There are five teachers posted to the school. The district education officer for Karachi, Abdul Wahab Abbasi, admits the student-teacher ratio is a problem. “The problem with teachers is they use sources to get transferred from one school to the other,” he explained. “The records may show a designated number of teachers when the reality may be quite different.”

Electricity is a non-existent entity. There are no fans or lights in the two classrooms and the students make use of the plentiful natural light that seeps in through the cracks in the ceilings. “Basic facilities are not provided to us,” says Hikmat. “The CAA water plant gives us water from time to time.
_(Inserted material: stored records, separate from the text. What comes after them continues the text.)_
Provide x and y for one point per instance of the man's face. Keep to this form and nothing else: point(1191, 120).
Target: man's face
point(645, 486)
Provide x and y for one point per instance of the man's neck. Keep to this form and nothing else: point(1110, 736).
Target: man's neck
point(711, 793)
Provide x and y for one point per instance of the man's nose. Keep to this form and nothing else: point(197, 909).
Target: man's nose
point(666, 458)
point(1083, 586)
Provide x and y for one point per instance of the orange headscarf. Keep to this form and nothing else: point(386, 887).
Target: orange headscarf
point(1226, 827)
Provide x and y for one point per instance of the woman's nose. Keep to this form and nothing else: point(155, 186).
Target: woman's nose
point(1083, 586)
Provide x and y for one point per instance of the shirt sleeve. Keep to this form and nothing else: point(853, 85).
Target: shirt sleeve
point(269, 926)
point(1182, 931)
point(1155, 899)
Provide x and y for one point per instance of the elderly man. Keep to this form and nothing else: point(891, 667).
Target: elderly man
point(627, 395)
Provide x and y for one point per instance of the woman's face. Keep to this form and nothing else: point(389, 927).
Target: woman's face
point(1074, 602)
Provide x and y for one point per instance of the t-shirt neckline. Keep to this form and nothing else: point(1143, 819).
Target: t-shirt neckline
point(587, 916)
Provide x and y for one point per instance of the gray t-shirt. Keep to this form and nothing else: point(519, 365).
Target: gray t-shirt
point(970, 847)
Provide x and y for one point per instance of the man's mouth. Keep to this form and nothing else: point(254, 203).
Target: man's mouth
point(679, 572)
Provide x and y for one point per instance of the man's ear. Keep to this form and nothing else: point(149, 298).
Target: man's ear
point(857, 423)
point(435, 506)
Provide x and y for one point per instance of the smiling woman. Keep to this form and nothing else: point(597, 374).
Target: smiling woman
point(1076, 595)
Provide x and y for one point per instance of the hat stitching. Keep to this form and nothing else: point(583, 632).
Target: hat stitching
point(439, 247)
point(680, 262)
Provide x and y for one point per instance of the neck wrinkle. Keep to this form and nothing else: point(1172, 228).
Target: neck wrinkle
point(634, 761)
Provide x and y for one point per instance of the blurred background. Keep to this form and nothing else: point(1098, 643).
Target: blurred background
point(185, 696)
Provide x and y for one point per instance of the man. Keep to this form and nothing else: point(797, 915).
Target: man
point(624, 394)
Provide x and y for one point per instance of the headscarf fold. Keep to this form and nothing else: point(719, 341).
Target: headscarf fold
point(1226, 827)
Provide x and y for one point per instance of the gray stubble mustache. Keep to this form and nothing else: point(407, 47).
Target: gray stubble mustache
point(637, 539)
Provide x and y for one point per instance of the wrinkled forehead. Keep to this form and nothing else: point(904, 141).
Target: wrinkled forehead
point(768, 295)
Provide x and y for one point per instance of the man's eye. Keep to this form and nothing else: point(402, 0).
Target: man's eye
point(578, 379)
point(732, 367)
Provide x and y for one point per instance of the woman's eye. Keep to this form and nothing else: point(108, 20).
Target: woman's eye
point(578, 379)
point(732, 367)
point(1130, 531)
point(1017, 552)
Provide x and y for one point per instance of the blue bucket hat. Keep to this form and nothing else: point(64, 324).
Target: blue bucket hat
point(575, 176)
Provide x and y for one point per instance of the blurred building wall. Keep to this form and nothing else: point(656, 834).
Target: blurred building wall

I often bring a matka of drinking water with me to school.”

The Government Girls School, despite its deplorable state, is regularly visited by parents who want to get their girls enrolled. “These are usually children of workers at the airport who have no option but to get them schooling in a government school because it’s free,” says the principal.

Why the discrimination?

Though the pitiable condition of the girls’ primary school is evident to any onlooker, the boys secondary school adjacent to it is a different story altogether. Built along the same lines as its counterpart, the boys’ school appears freshly renovated, clean and in a much better condition than the former. The walls, though otherwise spotless, have lessons scribbled on them in an organised manner, giving the impression they must at one point be used as makeshift blackboards.

Despite the better condition, however, not a single student can be found on the premises. “There are only four students enrolled in the school and none of them bother to show up,” says Raza Muhammad, the only teacher in the Government Boys Secondary School.

The grounds in both schools serve as junkyards for the broken doors, window frames and other school furniture. Dark brown wooden desks, that either have their legs or seats missing, are piled up to the roof in a room called the ‘gallery’.

“The Engineering and Works Department is responsible for the renovation and fixation of schools. In 2006, Rs40 million were allocated to the department but they were not used properly,” explains Abbasi. Since then, no funds have been allocated to them,” he said, adding that their yearly budget of Rs22,000 was meant for arranging stationery and textbooks only.

Published in The Express Tribune, December 11th, 2014.